Noncommutative Geometry Seminar

Date: March 7, 2017

Time: 12:30PM - 1:30PM

Location: BLOC 506A

Speaker: Jianchao Wu, Penn State

Title: Noncommutative dimensions and dynamics

Abstract: We showcase a number of recently emerged concepts of dimensions defined for topological dynamical systems, such as the dynamical asymptotic dimension introduced by Guentner, Willett and Yu and the amenability dimension inspired by the work of Bartels, Lück and Reich. Roughly speaking, these dimensions measure the complexity of the topological dynamical system by the extent to which we can decompose the dynamical system into disjoint "towers", which are small neighborhoods of partial orbits.
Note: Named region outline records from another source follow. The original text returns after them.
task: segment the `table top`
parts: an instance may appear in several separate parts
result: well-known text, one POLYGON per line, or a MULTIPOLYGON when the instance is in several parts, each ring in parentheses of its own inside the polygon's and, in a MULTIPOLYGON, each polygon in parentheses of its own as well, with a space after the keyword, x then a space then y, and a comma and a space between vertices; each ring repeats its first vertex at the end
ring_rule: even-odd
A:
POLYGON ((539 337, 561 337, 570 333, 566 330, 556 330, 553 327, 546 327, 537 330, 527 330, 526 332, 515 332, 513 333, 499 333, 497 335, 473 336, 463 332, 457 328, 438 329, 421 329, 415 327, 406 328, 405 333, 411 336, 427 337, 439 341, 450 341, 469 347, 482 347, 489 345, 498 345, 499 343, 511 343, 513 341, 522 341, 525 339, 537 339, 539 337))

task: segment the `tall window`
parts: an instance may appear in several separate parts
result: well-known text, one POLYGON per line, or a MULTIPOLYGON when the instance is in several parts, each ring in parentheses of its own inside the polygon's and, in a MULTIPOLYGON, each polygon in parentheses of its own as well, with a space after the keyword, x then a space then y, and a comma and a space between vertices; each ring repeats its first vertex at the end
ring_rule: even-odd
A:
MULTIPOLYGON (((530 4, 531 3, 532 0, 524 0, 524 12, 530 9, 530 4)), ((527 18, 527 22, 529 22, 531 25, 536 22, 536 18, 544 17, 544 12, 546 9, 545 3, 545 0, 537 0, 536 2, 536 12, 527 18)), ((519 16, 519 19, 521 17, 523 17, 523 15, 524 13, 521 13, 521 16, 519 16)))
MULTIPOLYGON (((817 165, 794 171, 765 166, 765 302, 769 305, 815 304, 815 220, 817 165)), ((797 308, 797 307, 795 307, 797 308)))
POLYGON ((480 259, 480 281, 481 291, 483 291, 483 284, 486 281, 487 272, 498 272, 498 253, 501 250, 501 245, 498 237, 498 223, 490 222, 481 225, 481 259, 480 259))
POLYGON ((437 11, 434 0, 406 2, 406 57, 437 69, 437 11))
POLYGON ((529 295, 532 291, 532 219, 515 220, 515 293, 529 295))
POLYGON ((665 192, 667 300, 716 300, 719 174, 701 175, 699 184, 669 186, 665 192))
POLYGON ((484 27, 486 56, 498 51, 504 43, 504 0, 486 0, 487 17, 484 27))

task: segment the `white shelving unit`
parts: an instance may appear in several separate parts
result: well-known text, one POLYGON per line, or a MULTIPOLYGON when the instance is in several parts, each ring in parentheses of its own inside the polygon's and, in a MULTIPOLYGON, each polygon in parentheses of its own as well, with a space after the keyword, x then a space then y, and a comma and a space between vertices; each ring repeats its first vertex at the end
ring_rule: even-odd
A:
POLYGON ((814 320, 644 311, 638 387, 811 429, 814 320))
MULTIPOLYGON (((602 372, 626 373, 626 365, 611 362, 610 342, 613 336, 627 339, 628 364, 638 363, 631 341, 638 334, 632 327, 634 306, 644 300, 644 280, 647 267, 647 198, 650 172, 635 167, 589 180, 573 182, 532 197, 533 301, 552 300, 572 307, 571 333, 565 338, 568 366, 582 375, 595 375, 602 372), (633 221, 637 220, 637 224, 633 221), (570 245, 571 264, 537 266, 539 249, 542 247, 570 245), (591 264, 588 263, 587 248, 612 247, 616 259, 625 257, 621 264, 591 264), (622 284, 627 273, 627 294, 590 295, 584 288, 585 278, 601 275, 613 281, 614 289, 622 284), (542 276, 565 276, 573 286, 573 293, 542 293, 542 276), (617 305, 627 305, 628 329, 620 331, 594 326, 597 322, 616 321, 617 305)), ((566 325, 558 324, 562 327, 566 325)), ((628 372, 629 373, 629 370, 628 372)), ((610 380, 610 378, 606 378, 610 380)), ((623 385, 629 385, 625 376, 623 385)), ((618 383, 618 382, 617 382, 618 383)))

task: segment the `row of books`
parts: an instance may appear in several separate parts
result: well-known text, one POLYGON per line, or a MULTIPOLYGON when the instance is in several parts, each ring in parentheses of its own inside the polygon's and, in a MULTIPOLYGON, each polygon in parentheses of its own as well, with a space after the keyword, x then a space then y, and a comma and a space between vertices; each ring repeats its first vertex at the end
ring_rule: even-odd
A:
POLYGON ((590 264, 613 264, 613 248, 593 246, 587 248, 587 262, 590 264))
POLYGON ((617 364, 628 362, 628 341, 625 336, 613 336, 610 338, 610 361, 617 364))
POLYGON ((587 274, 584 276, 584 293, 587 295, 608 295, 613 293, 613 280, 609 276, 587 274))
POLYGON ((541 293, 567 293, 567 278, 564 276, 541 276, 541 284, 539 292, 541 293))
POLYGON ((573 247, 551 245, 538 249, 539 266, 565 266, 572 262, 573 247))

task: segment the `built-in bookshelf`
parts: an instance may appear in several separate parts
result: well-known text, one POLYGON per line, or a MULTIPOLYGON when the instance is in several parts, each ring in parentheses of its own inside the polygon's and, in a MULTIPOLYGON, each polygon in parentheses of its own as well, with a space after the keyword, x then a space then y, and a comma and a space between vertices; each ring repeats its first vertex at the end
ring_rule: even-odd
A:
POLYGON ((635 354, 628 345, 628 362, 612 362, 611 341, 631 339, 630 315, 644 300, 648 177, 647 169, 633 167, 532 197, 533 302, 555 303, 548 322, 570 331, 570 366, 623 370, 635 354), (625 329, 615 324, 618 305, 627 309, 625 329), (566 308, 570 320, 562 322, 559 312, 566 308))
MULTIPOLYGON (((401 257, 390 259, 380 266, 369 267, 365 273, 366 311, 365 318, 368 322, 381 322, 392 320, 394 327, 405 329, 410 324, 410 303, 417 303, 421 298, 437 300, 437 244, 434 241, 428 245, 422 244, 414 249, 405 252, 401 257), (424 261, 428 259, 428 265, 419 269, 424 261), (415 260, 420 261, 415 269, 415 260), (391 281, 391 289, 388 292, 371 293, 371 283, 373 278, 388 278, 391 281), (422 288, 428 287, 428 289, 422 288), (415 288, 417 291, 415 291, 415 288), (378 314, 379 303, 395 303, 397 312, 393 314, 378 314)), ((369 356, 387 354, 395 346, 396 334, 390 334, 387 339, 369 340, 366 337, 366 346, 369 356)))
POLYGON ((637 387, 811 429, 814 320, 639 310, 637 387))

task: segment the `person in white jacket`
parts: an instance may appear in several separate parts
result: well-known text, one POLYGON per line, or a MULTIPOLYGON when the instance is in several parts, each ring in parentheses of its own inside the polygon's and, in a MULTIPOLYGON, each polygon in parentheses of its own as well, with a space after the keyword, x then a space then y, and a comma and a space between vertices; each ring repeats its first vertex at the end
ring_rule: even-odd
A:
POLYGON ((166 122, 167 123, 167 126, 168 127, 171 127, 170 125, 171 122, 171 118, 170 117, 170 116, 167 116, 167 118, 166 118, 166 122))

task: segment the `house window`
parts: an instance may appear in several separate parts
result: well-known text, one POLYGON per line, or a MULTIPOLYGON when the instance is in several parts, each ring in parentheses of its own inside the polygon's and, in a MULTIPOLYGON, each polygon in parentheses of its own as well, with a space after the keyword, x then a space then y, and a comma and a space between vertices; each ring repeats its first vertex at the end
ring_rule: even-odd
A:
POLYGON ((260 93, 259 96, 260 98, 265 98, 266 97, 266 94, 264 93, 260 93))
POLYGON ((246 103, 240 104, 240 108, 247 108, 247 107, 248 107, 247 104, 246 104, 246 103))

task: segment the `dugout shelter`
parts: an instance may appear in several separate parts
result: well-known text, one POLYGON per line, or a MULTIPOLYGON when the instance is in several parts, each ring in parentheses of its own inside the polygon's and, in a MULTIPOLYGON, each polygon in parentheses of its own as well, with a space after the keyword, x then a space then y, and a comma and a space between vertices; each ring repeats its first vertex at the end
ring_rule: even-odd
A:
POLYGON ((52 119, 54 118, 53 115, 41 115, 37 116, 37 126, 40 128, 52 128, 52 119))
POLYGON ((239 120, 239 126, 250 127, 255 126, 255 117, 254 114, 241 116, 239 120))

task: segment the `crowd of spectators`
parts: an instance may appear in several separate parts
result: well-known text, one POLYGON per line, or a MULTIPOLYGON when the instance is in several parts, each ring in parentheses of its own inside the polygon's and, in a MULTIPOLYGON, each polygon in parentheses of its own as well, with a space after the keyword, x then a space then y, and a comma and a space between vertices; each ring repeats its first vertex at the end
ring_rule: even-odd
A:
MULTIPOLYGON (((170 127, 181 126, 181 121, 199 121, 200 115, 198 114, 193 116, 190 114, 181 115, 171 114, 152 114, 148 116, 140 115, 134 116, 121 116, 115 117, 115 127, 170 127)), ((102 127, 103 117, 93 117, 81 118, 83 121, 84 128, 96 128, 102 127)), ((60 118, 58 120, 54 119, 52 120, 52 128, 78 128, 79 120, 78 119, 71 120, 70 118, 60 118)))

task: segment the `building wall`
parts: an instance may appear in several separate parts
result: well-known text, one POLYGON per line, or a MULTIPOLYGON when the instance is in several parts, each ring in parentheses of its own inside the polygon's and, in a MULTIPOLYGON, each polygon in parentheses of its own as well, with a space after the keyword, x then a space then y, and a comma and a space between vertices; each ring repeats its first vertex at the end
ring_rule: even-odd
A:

Having finite such dimensions often facilitates certain "algorithms" for K-theoretic computations, which makes them powerful tools for proving the Baum-Connes conjecture and the Farrell-Jones conjecture, as well as bounding the nuclear dimensions (for crossed product C*-algebras), which is a crucial regularity property in the recent breakthrough in the classification program of simple separable amenable C*-algebras. They also turn out to have close relations with the Rokhlin dimension, which was developed independently for C*-dynamical system and draws inspiration from the classical Rokhlin lemma in ergodic theory and its subsequent application in the study of von Neumann algebras. These new developments have spurred growing interests in the noncommutative dimension theory, for which a focal challenge is to find ways to control these new dimensions. This talk includes work in collaboration with Hirshberg, Szabo, Winter and Zacharias as well as further recent developments.